What to do to get only one List?

Hello i have a method that compares the objects of 2 Lists for differences. Right now this works but only for one property at a time.
Here is the Method:
public SPpowerPlantList compareTwoLists(string sqlServer, string database, DateTime timestampCurrent, string noteCurrent, DateTime timestampOld, string noteOld)
{
int count = 0;
SPpowerPlantList powerPlantListCurrent = loadProjectsAndComponentsFromSqlServer(sqlServer, database, timestampCurrent, noteCurrent);
SPpowerPlantList powerPlantListOld = loadProjectsAndComponentsFromSqlServer(sqlServer, database, timestampOld, noteOld);
SPpowerPlantList powerPlantListDifferences = new SPpowerPlantList();
count = powerPlantListOld.Count - powerPlantListCurrent.Count;
var differentObjects = powerPlantListCurrent.Where(p => !powerPlantListOld.Any(l => p.mwWeb == l.mwWeb)).ToList();
foreach (var differentObject in differentObjects)
{
powerPlantListDifferences.Add(differentObject);
}
return powerPlantListDifferences;
}
This works and i get 4 Objects in the new List. The Problem is that i have a few other properties that i need to compare. Instead of mwWeb for example name. When i try to change it i need for every new property a new List and a new Foreach-Loop.
e.g.
int count = 0;
SPpowerPlantList powerPlantListCurrent = loadProjectsAndComponentsFromSqlServer(sqlServer, database, timestampCurrent, noteCurrent);
SPpowerPlantList powerPlantListOld = loadProjectsAndComponentsFromSqlServer(sqlServer, database, timestampOld, noteOld);
SPpowerPlantList powerPlantListDifferences = new SPpowerPlantList();
SPpowerPlantList powerPlantListDifferences2 = new SPpowerPlantList();
count = powerPlantListOld.Count - powerPlantListCurrent.Count;
var differentObjects = powerPlantListCurrent.Where(p => !powerPlantListOld.Any(l => p.mwWeb == l.mwWeb)).ToList();
var differentObjects2 = powerPlantListCurrent.Where(p => !powerPlantListOld.Any(l => p.shortName == l.shortName)).ToList();
foreach (var differentObject in differentObjects)
{
powerPlantListDifferences.Add(differentObject);
}
foreach (var differentObject in differentObjects2)
{
powerPlantListDifferences2.Add(differentObject);
}
return powerPlantListDifferences;
Is there a way to prevent this? or to make more querys and get only 1 List with all different Objects back?

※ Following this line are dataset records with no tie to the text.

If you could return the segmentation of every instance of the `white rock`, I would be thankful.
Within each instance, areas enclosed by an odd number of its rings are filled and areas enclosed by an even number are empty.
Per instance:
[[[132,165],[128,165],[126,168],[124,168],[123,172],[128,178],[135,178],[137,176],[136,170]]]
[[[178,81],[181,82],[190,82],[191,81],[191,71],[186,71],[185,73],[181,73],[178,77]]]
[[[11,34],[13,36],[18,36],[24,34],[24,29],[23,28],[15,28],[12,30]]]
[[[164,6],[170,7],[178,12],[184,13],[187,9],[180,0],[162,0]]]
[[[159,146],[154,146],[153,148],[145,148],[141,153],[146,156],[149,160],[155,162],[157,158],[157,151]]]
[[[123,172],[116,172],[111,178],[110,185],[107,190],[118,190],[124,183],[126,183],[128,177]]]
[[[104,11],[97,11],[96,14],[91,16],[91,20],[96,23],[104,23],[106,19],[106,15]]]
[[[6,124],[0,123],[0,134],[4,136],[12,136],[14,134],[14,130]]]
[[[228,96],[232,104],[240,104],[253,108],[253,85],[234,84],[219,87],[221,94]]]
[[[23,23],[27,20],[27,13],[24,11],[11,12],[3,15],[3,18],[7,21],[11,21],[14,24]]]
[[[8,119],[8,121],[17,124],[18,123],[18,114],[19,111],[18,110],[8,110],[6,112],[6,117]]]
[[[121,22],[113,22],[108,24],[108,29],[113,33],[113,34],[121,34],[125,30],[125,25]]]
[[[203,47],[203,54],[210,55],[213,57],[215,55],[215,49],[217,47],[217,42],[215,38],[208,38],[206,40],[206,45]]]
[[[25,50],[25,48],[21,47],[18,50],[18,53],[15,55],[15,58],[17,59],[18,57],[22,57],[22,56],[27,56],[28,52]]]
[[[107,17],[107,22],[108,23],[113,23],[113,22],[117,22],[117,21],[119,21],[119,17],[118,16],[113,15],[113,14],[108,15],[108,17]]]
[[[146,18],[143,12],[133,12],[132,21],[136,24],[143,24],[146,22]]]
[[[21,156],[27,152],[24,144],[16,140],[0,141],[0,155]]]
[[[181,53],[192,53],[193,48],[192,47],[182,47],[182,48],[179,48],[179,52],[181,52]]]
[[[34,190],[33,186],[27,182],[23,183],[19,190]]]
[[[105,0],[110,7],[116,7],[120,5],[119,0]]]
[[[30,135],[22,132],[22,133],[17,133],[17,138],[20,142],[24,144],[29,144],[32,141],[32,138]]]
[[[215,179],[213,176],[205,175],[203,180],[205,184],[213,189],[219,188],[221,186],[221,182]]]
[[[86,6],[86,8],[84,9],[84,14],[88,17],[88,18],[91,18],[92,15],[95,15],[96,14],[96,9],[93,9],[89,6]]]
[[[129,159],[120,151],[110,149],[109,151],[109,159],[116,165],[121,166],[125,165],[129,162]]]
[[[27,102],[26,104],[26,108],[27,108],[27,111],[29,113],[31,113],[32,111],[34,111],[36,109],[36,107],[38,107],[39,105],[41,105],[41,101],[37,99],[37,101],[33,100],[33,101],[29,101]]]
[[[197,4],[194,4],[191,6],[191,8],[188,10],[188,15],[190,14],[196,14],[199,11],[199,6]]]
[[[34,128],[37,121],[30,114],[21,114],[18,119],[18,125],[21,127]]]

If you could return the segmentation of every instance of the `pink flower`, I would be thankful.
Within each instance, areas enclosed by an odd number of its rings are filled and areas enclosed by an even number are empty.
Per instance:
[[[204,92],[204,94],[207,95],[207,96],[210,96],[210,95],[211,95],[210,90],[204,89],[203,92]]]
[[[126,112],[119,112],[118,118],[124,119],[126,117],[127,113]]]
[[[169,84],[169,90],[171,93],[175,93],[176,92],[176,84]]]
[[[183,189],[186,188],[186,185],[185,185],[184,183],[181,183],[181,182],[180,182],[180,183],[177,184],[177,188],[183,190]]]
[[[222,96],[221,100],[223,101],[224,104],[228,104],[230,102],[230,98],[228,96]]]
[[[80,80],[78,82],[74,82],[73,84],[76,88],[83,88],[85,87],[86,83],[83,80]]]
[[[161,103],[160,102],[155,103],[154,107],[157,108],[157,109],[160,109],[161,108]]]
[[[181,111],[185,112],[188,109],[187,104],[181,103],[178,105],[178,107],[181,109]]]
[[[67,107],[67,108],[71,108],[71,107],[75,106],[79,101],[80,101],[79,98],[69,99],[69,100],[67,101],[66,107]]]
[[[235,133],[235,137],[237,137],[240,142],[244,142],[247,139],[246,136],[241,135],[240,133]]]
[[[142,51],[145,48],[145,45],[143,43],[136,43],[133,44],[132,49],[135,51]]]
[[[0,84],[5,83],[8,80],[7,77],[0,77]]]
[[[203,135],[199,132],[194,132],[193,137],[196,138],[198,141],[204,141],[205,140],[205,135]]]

I tried it with except and intersect but that didnt worked.
So any help or advise would be great and thx for your time.
PS: If there is something wrong with my question-style please say it to me becouse i try to learn to ask better questions.
You may be able to simply chain the properties that you wanted to compare within your Where() clause using OR statements :
// This should get you any elements that have different A properties, B properties, etc.
var different = current.Where(p => !old.Any(l => p.A == l.A || p.B == l.B))
.ToList();
If that doesn't work and you really want to use the Except() or Intersect() methods to properly compare the objects, you could write your own custom IEqualityComparer<YourPowerPlant> to use to properly compare them :
class PowerPlantComparer : IEqualityComparer<YourPowerPlant>
{
// Powerplants are are equal if specific properties are equal.
public bool Equals(YourPowerPlant x, YourPowerPlant y)
{
// Check whether the compared objects reference the same data.
if (Object.ReferenceEquals(x, y)) return true;
//Check whether any of the compared objects is null.
if (Object.ReferenceEquals(x, null) || Object.ReferenceEquals(y, null))
return false;
// Checks the other properties to compare (examples using mwWeb and shortName)
return x.mwWeb == y.mwWeb && x.shortName == y.shortName;
}
// If Equals() returns true for a pair of objects
// then GetHashCode() must return the same value for these objects.
public int GetHashCode(YourPowerPlant powerPlant)
{
// Check whether the object is null
if (Object.ReferenceEquals(powerPlant, null)) return 0;
// Get hash code for the mwWeb field if it is not null.
int hashA = powerPlant.mwWeb == null ? 0 : powerPlant.mwWeb.GetHashCode();
// Get hash code for the shortName field if it is not null.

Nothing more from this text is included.